Diversification Opportunities for IShares Canadian and Americas Silver
0.73 | Correlation Coefficient |
Poor diversification
The 3 months correlation between IShares and Americas is 0.73. Overlapping area represents the amount of risk that can be diversified away by holding iShares Canadian HYBrid and Americas Silver Corp in the same portfolio, assuming nothing else is changed. The correlation between historical prices or returns on Americas Silver Corp and IShares Canadian is a relative statistical measure of the degree to which these equity instruments tend to move together. The correlation coefficient measures the extent to which returns on iShares Canadian HYBrid are associated (or correlated) with Americas Silver. Values of the correlation coefficient range from -1 to +1, where. The correlation of zero (0) is possible when the price movement of Americas Silver Corp has no effect on the direction of IShares Canadian i.e., IShares Canadian and Americas Silver go up and down completely randomly.
Pair Corralation between IShares Canadian and Americas Silver
Assuming the 90 days trading horizon IShares Canadian is expected to generate 33.34 times less return on investment than Americas Silver. But when comparing it to its historical volatility, iShares Canadian HYBrid is 39.16 times less risky than Americas Silver. It trades about 0.15 of its potential returns per unit of risk. Americas Silver Corp is currently generating about 0.13 of returns per unit of risk over similar time horizon. If you would invest 4.62 in Americas Silver Corp on October 7, 2024 and sell it today you would earn a total of 53.38 from holding Americas Silver Corp or generate 1155.41% return on investment over 90 days.
Time Period | 3 Months [change] |
Direction | Moves Together |
Strength | Significant |
Accuracy | 100.0% |
Values | Daily Returns |
iShares Canadian HYBrid vs. Americas Silver Corp
Performance |
Timeline |
iShares Canadian HYBrid |
Americas Silver Corp |
IShares Canadian and Americas Silver Volatility Contrast
Predicted Return Density |
Returns |
Pair Trading with IShares Canadian and Americas Silver
The main advantage of trading using opposite IShares Canadian and Americas Silver positions is that it hedges away some unsystematic risk. Because of two separate transactions, even if IShares Canadian position performs unexpectedly, Americas Silver can make up some of the losses. Pair trading also minimizes risk from directional movements in the market.
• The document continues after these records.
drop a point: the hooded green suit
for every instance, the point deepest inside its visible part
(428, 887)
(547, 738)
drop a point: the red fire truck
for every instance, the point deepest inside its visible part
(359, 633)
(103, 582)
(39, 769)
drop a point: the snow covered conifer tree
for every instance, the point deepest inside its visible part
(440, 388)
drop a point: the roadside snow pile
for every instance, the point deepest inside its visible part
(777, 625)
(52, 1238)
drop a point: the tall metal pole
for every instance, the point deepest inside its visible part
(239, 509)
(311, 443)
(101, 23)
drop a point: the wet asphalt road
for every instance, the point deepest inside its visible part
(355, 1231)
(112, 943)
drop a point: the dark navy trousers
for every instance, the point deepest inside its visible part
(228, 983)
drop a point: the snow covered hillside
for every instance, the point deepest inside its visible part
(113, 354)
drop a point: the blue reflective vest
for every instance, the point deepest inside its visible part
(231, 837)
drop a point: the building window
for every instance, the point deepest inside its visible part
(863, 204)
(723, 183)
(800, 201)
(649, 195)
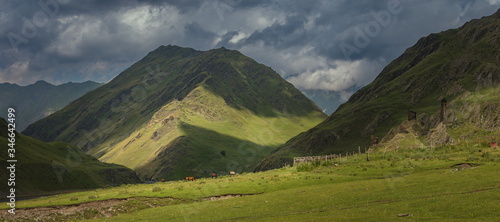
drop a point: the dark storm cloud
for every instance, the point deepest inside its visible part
(305, 40)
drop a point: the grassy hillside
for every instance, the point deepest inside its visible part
(444, 183)
(38, 100)
(55, 167)
(227, 111)
(202, 134)
(454, 64)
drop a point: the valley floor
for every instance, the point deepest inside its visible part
(450, 183)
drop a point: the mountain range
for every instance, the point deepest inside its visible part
(181, 112)
(459, 66)
(38, 100)
(44, 168)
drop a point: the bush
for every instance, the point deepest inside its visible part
(156, 189)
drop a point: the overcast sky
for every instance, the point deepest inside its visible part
(336, 45)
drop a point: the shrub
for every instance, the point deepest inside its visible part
(156, 189)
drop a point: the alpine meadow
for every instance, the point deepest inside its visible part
(184, 134)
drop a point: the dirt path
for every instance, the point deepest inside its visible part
(96, 209)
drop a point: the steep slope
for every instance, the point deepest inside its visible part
(178, 106)
(38, 100)
(460, 65)
(54, 167)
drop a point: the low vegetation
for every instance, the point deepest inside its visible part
(445, 183)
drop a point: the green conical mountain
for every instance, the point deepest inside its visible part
(459, 65)
(38, 100)
(180, 112)
(54, 167)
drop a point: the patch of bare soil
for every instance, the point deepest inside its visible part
(464, 166)
(228, 196)
(97, 209)
(88, 210)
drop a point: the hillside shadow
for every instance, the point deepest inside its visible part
(201, 151)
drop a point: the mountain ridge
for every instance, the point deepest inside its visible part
(447, 65)
(220, 92)
(40, 99)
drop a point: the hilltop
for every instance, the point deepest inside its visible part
(459, 65)
(38, 100)
(44, 168)
(180, 112)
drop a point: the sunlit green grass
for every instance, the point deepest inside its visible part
(419, 182)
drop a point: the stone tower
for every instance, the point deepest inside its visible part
(443, 110)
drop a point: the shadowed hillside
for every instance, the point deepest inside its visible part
(461, 65)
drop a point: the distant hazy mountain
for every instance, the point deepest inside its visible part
(40, 99)
(54, 167)
(328, 101)
(180, 112)
(460, 65)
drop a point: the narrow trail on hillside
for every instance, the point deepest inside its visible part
(100, 208)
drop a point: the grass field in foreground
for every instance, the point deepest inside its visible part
(419, 182)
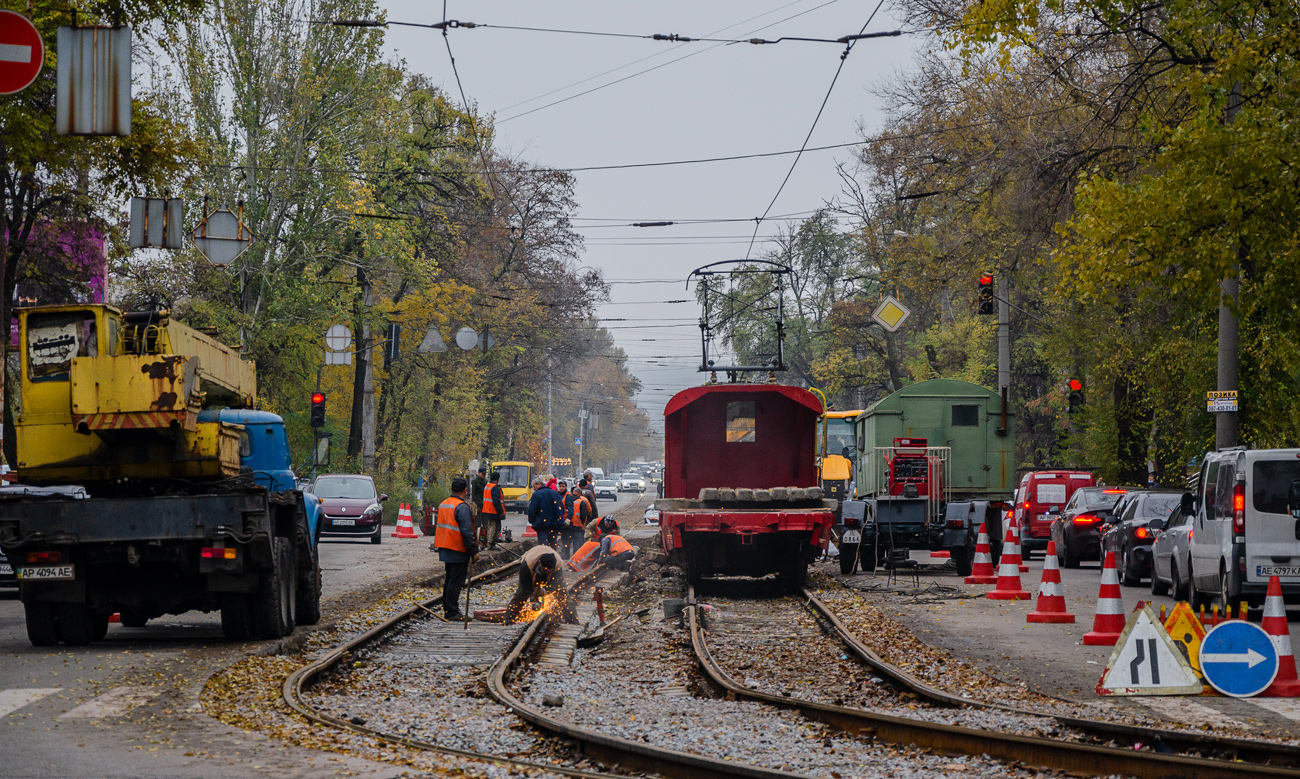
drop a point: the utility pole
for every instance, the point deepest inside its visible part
(1226, 380)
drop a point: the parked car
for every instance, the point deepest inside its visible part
(1244, 526)
(351, 506)
(1038, 494)
(631, 483)
(1077, 528)
(1171, 555)
(1131, 528)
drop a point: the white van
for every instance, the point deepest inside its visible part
(1246, 526)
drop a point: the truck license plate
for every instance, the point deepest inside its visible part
(46, 572)
(1277, 570)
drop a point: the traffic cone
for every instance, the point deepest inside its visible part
(1109, 620)
(406, 528)
(1009, 572)
(1015, 529)
(982, 567)
(1274, 623)
(1051, 607)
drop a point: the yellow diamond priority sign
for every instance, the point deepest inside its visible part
(891, 314)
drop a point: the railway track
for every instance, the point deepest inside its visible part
(1265, 760)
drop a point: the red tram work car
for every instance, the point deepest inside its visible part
(741, 494)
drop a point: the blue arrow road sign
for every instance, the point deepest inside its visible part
(1238, 658)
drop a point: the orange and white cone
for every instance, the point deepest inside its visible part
(1015, 529)
(1009, 572)
(1109, 620)
(1274, 623)
(1051, 607)
(406, 528)
(982, 567)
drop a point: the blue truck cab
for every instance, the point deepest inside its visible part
(264, 451)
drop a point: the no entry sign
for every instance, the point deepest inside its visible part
(21, 52)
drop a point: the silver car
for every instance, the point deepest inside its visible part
(1171, 555)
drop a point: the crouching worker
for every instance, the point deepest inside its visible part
(540, 576)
For example, if an entire industry or sector drops because of unexpected headlines, the short position in Americas Silver will offset losses from the drop in Americas Silver's long position.IShares Canadian vs. iShares IG Corporate | IShares Canadian vs. iShares High Yield | IShares Canadian vs. iShares Floating Rate | IShares Canadian vs. iShares JP Morgan |
Americas Silver vs. Mundoro Capital | Americas Silver vs. BMO Aggregate Bond | Americas Silver vs. iShares Canadian HYBrid | Americas Silver vs. Brompton European Dividend |
Check out your portfolio center.Note that this page's information should be used as a complementary analysis to find the right mix of equity instruments to add to your existing portfolios or create a brand new portfolio. You can also try the Bollinger Bands module to use Bollinger Bands indicator to analyze target price for a given investing horizon.